Why the MPC should slow its pace of tightening

Summary
- Comparisons with targets and past 10-year averages show inflation in India is less of an outlier than in many rich economies.
The six members of the Indian monetary policy committee (MPC) are scheduled to meet early next month to decide the next move in policy interest rates. They have quite correctly increased the benchmark repo rate by 190 basis points since May, as a recovery in economic activity allowed policymakers to focus more on the challenge of rising prices. Monetary conditions have also become tighter since the evaporation of excess liquidity in the money market, led by a sharp fall in foreign exchange reserves. The Indian central bank was perhaps a bit slow to pivot towards a greater focus on inflation, but that can be said about many of its peers across the world.
There is now a growing case for the MPC to either take a pause in December or announce a very modest interest rate hike. The second option is better, since it would signal that the battle against inflation is still not over, which a pause may be interpreted as. The MPC meeting in October has already revealed an important difference of opinion in the group. It will be worth seeing next month whether or not more members come around to the view that it is prudent to watch how interest rate hikes in recent months have been curtailing domestic demand, rather than maintain the recent pace of rate hikes.

Monetary policy affects real economic activity with a lag of three or four quarters, so the intermediate target of monetary policy is the inflation forecast, or where inflation will be a year down the line, rather than where it is right now. Economists at the Indian central bank expect consumer price inflation to come down to 5% by the middle of 2023, which means that the real policy interest rate is already 90 basis points above the inflation forecast. However, it is not prudent to depend too heavily on the inflation forecast at this juncture, since the Reserve Bank of India (RBI) has made forecasting errors in recent months.

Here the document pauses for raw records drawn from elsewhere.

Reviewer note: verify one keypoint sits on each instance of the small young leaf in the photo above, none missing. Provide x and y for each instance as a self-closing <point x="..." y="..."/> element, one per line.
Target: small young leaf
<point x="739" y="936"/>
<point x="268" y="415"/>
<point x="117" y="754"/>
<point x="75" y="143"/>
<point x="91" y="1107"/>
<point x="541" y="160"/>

A more useful argument in favour of a slower rate hiking cycle, if not an outright pause, is that there is not enough evidence as yet that the spike in inflation has had significant second-round effects, unlike in many rich economies. These second-round effects of inflation—or the amplification of price shocks—usually happen through either the labour market or corporate pricing power.
The Indian labour market still has slack, especially if we look at the labour force participation ratio rather than the unemployment rate calculated every month by the Centre for Monitoring Indian Economy. Wage growth is likely to be muted in such a labour market. On the other hand, companies have greater pricing power now because of the multiple shocks to small and informal enterprises over the past five years. The business inflation expectations index from a panel of companies surveyed by the Indian Institute of Management, Ahmedabad, show a decline.
How does Indian inflation compare with the price situation in other major economies? And what lessons can Indian monetary policy analysts draw from it? In the chart shown here, I have used data from the 12 largest economies in the world to calculate two ‘distance measures’. How far is current annual inflation in each economy from either the official or unofficial inflation target? And how far is inflation in 2022 from the average of the previous decade (i.e. 2011-2021), in terms of standard deviations?
The numbers show that the Western world, which chose oversized stimulus packages during the worst months of the pandemic, are in the midst of full-fledged inflation shocks. For reasons specific to each country, India, China and Japan are better off. A good thumb-rule is that countries with greater distance from their inflation targets as well as past inflation need to react more strongly to price pressures than countries where the distance is smaller. For example, the US has more reason to push its real interest rate beyond its estimated neutral interest rate than India does right now.
That said, the tricky bit for the Indian MPC is to figure out whether it wants to use the interest rate solely to target inflation, or also use it to manage the exchange rate as well as financial stability. Economic theory tells us that each policy instrument should ideally be matched with one policy target. But, as J.P. Morgan’s chief India economist Sajjid Chinoy has argued in a recent piece, there are feedback loops between internal and external macroeconomic stability. Ideally, RBI should manage the exchange rate by using its foreign exchange reserves, but the sharp fall in its war chest during the recent defence of the rupee means that the interest rate tool will have to be used for inflation control as well as curbing volatility of the exchange rate.
Indian monetary policy easing began in early 2019, when the repo rate was 6.5%; the pace of easing quickened after the pandemic struck in early 2020. The repo rate is now 60 basis points below its recent peak and 190 basis points above its pandemic-time low. This is also a useful context to think about the pace of monetary policy adjustment from now on.
Neha Jain assisted in the data analysis for this article.
Niranjan Rajadhyaksha is CEO and senior fellow at Artha India Research Advisors, and a member of the academic advisory board of the Meghnad Desai Academy of Economics.